- Portrayed by: Benjamin Hart
- First appearance: 14 June 2007
- Last appearance: 29 November 2007
- Introduced by: Ric Pellizzeri

= Adam Rhodes =

Adam Rhodes is a fictional character from the Australian Network Ten soap opera Neighbours, played by Benjamin Hart. The character debuted on-screen during the episode airing on 14 June 2007 and left on 29 November 2007.

==Creation and casting==
Adam was created as part of the 2007 revamp of the serial. He was also a new long-term love interest for existing character Pepper Steiger (Nicky Whelan). A British actor was sought to play the role, a move made by producers in the hope of attracting new viewers in the UK. Former Hollyoaks actor Benjamin Hart was eventually cast. He received help in getting the part from his friend Dannii Minogue, who used her agent and negotiated a deal on a contract. Of how the casting worked Hart stated: "I was due to fly out that day back to London, but on my way to the airport I went to see Neighbours casting boss Jan Russ and within 10 minutes of leaving her office, they called and offered me the part." Regarding Minogue's involvement, he said "I was here with her in December and this time madame totally orchestrated it." In July 2007 it was announced that Whelan had cut her contract short with the serial and left. With his on-screen love interest departing, it was then revealed that Hart's six-month contract would not be renewed, but the door would be left open for his character to return in the future.

==Characterisation==
Network Ten describe Adam as being a tall, dark, handsome and uber-macho British backpacker. He is described as liking Australian people over fellow backpackers. The add he is "a down-to-earth bloke who tells it like it is" and "Pepper's knight in shining armour".

==Storylines==
Adam arrives as a construction worker who rescued Pepper from the unwanted advances of Karl Kennedy's (Alan Fletcher) new boss, Davo (Stephen Jenkins). Adam then starts to flirt with Pepper at every opportunity. She eventually admits that she is attracted to him and accepts when he asks her out on a date. When Pepper's father, Allan Steiger (Joe Clements), finds out about Pepper's involvement with Adam, he soon becomes suspicious that he may be "bad news", and soon Pepper becomes to grow wary as well, thinking he is a criminal. Adam confesses to Pepper that he was a police officer in England, and he was consumed with guilt because his negligence had resulted in his partner being shot dead during an investigation. Adam leaves town, feeling that Pepper will be better off without him. He later comes to his senses when he realises that he was running away from his problems and also how much he loves Pepper; he shows up at the Timmins farewell barbecue and tells Pepper he wants to stay and figure his life out. They want to get married so Adam can get a visa. However Christine Rodd (Trudy Hellier), Pepper's mother, convinces them it was a bad idea to get married so early on, so the pair try to think of another way to get Adam a visa.
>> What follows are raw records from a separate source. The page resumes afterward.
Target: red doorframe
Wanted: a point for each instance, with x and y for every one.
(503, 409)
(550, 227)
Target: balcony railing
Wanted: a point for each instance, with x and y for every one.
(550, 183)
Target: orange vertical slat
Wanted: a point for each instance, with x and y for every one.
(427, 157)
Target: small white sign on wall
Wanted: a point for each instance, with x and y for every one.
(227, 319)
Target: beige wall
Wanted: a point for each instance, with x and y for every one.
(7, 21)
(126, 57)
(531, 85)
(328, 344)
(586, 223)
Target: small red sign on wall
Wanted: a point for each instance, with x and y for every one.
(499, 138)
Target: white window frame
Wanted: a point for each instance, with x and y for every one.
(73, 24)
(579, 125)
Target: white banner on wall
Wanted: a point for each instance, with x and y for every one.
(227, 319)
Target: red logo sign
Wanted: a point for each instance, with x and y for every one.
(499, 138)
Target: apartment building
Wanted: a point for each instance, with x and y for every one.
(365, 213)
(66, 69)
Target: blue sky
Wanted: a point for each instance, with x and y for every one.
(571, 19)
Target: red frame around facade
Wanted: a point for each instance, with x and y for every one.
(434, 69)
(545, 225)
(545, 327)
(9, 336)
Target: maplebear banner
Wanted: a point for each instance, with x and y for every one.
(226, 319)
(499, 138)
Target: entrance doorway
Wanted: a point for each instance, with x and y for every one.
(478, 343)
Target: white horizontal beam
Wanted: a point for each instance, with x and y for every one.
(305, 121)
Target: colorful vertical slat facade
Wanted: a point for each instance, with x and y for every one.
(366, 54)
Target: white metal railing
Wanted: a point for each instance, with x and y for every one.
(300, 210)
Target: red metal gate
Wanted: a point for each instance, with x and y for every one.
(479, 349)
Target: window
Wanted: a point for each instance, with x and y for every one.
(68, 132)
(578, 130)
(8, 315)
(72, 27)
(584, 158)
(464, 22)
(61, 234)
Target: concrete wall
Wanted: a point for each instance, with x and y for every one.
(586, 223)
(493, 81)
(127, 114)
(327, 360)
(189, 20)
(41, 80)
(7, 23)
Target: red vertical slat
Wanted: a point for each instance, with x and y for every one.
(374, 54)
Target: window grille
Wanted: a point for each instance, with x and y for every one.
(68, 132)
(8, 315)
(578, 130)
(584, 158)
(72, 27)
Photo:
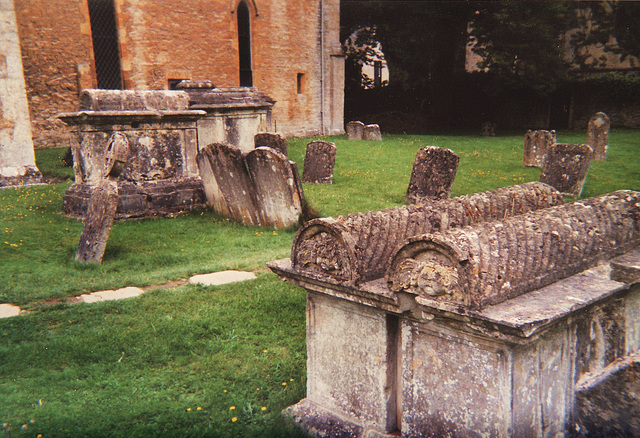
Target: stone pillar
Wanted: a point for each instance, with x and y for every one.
(17, 158)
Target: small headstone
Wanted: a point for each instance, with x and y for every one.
(489, 129)
(227, 183)
(319, 161)
(355, 130)
(566, 168)
(372, 133)
(271, 140)
(97, 223)
(434, 170)
(598, 135)
(536, 146)
(274, 187)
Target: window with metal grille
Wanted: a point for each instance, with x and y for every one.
(244, 45)
(104, 33)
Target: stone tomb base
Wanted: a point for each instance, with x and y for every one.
(142, 199)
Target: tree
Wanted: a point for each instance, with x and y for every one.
(522, 43)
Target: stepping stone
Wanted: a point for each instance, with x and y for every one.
(109, 295)
(222, 277)
(9, 310)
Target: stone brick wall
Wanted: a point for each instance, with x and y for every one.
(161, 40)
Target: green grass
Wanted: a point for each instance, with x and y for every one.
(136, 367)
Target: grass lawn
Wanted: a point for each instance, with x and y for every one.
(198, 361)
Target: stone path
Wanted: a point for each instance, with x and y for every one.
(213, 279)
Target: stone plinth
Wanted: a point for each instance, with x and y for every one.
(17, 158)
(388, 363)
(161, 175)
(233, 115)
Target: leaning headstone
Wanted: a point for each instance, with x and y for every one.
(536, 146)
(598, 135)
(227, 183)
(372, 133)
(271, 140)
(319, 161)
(97, 223)
(355, 130)
(274, 187)
(434, 170)
(566, 168)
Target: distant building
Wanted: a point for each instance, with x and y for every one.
(288, 49)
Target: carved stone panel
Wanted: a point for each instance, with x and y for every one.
(598, 135)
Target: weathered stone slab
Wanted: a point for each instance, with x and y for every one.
(490, 262)
(227, 183)
(319, 160)
(357, 248)
(566, 168)
(536, 147)
(272, 140)
(372, 133)
(97, 223)
(112, 295)
(274, 185)
(598, 135)
(222, 277)
(9, 310)
(355, 130)
(434, 170)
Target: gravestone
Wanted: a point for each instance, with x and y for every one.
(598, 135)
(357, 248)
(536, 147)
(355, 130)
(372, 133)
(274, 188)
(434, 170)
(271, 140)
(17, 158)
(103, 202)
(227, 183)
(566, 168)
(260, 188)
(509, 327)
(319, 161)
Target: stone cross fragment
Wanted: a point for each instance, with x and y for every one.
(536, 146)
(356, 248)
(355, 130)
(434, 170)
(598, 135)
(372, 133)
(491, 262)
(319, 160)
(566, 168)
(103, 202)
(272, 140)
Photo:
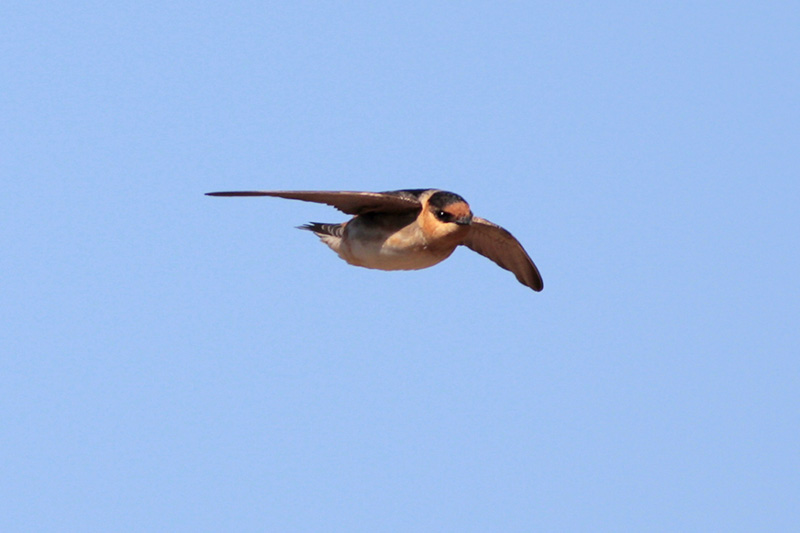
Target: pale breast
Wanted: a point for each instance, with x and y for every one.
(393, 243)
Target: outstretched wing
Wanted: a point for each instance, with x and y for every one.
(494, 242)
(350, 202)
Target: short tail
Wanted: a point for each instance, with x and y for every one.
(334, 230)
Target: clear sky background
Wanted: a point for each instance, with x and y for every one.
(175, 362)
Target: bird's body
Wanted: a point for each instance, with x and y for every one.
(409, 230)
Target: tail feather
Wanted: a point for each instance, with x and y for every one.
(321, 229)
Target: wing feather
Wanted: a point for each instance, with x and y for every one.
(496, 243)
(350, 202)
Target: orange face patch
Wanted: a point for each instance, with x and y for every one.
(458, 209)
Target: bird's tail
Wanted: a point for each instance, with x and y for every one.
(321, 229)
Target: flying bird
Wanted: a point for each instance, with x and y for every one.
(409, 229)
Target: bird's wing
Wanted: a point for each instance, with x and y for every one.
(350, 202)
(494, 242)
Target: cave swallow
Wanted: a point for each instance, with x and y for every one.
(409, 230)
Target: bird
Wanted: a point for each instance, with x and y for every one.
(409, 229)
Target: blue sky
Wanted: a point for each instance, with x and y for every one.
(174, 362)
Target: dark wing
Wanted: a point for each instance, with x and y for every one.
(350, 202)
(494, 242)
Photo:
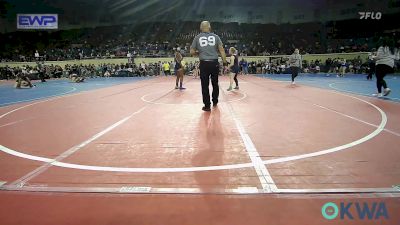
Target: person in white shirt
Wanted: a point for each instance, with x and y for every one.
(385, 57)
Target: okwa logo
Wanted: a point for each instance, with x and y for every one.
(351, 211)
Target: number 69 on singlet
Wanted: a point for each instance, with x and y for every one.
(204, 41)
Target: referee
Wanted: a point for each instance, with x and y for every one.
(208, 46)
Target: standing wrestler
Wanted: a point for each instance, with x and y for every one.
(295, 64)
(233, 68)
(179, 70)
(208, 46)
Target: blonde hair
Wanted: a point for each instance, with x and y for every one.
(232, 50)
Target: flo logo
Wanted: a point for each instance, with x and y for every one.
(370, 15)
(351, 211)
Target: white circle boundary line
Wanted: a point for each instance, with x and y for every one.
(143, 98)
(379, 129)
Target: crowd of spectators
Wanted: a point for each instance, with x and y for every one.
(161, 39)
Adam decides in order to get a visa he will rejoin the police force. He has to undergo a psych evaluation to return to the force. Once he is reinstated as a Constable, his new partner is Senior Constable Sophie Cooper (Emma Moore). When Pepper is diagnosed with cervical dysplasia, Adam sticks by her, and she gets through it, having regular checks that the cancer has not spread. Adam moves to Queensland with Pepper on 1 November 2007, but returns briefly to sort out a job transfer. He departs Erinsborough on 29 November, after telling Frazer Yeats (Ben Lawson) and Rosetta Cammeniti (Natalie Saleeba) that he will be asking Pepper to marry him.